Amid indictments, Trump’s fundraising nearly doubled in second quarter

By Jason Lange

WASHINGTON (Reuters) – Republican presidential candidate Donald Trump’s main fundraising committee raised more than $35 million during the April-June period, a campaign official said, nearly twice what the group gathered in the prior three months.

The acceleration in fundraising could be a sign that Trump’s 2024 campaign coffers are benefiting from the former president’s legal problems.

Trump was indicted by a federal grand jury in June on charges that include mishandling classified documents after he left the White House in 2021. Prosecutors in New York City charged him in April in a separate case involving an alleged hush-money payment to a porn star.

Trump has disputed all the charges, saying he is the victim of a political witch hunt – an argument he uses regularly in his e-mailed fundraising appeals. In one such email, he also said, “They’re not coming after me, they’re coming after YOU,” a theme he has echoed on the stump.

According to a Reuters/Ipsos poll conducted the day after Trump’s federal indictment, a vast majority of Republicans believe those charges are politically motivated.

Trump is the front-runner in a crowded field seeking the Republican presidential nomination for next November’s election. His chief rival in that contest, Florida Governor Ron DeSantis, only declared his candidacy in May and has yet to disclose how much money he has raised.

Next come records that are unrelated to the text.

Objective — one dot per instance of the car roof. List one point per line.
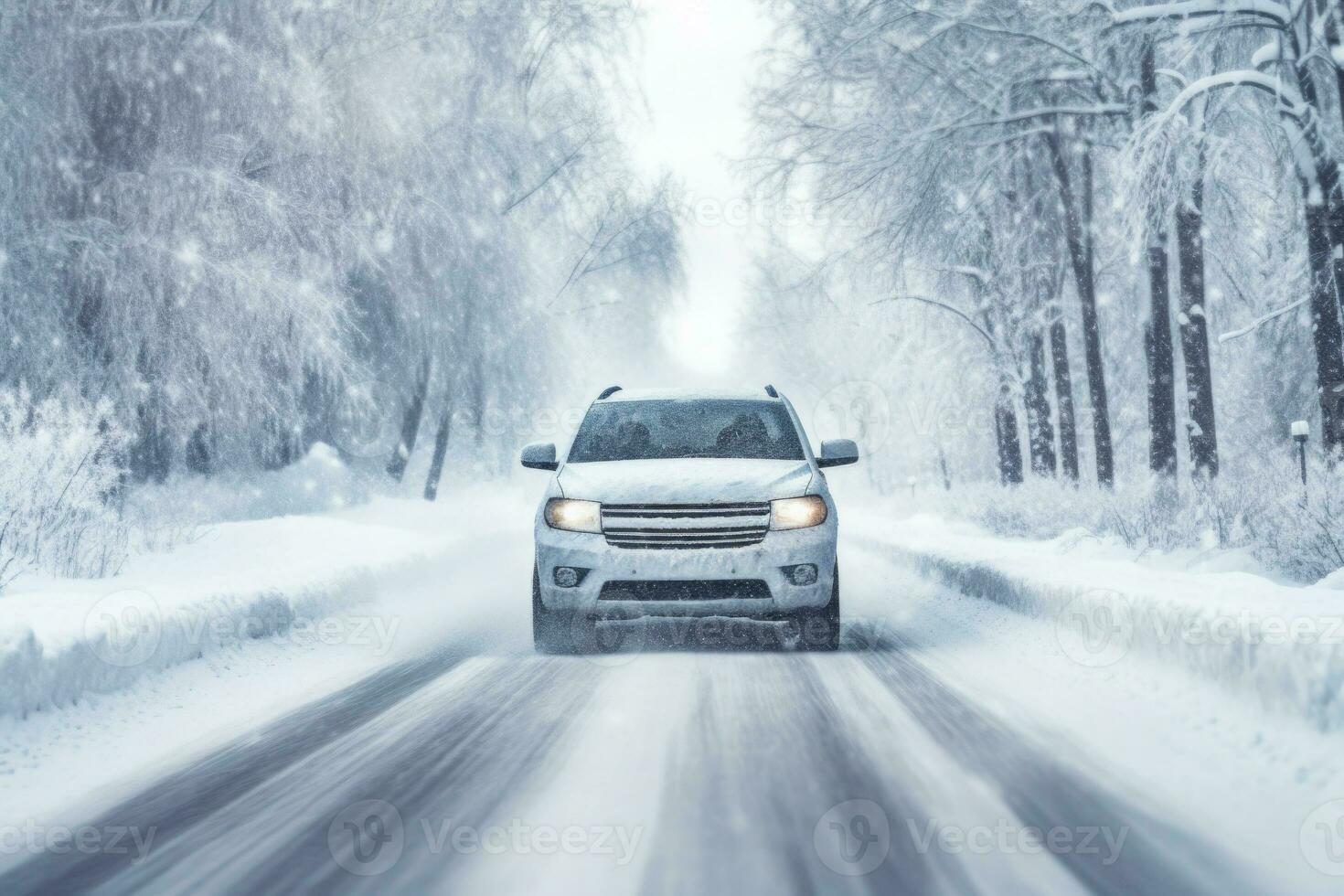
(688, 394)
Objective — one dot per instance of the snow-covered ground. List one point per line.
(1207, 746)
(249, 623)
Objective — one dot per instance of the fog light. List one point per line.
(569, 577)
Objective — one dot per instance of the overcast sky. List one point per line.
(698, 73)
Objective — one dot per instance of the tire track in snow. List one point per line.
(440, 739)
(1044, 792)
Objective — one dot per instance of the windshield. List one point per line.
(687, 429)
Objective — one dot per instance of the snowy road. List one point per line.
(702, 770)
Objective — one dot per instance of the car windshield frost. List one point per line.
(687, 429)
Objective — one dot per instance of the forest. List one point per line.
(1072, 262)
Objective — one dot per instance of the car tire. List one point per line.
(549, 630)
(818, 629)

The Trump campaign official, who spoke on condition of anonymity, did not provide further details on the second quarter fundraising, which was carried out by Trump’s Save America Joint Fundraising Committee.

But the more than $35 million in reported donations far outstripped the $18.8 million that the joint committee raised in the first three months of the year.

The joint committee’s most recent fundraising appeals disclose that 90% of the money it raises go to Trump’s campaign, while the other 10% go to a separate group that helps fund Trump’s legal expenses.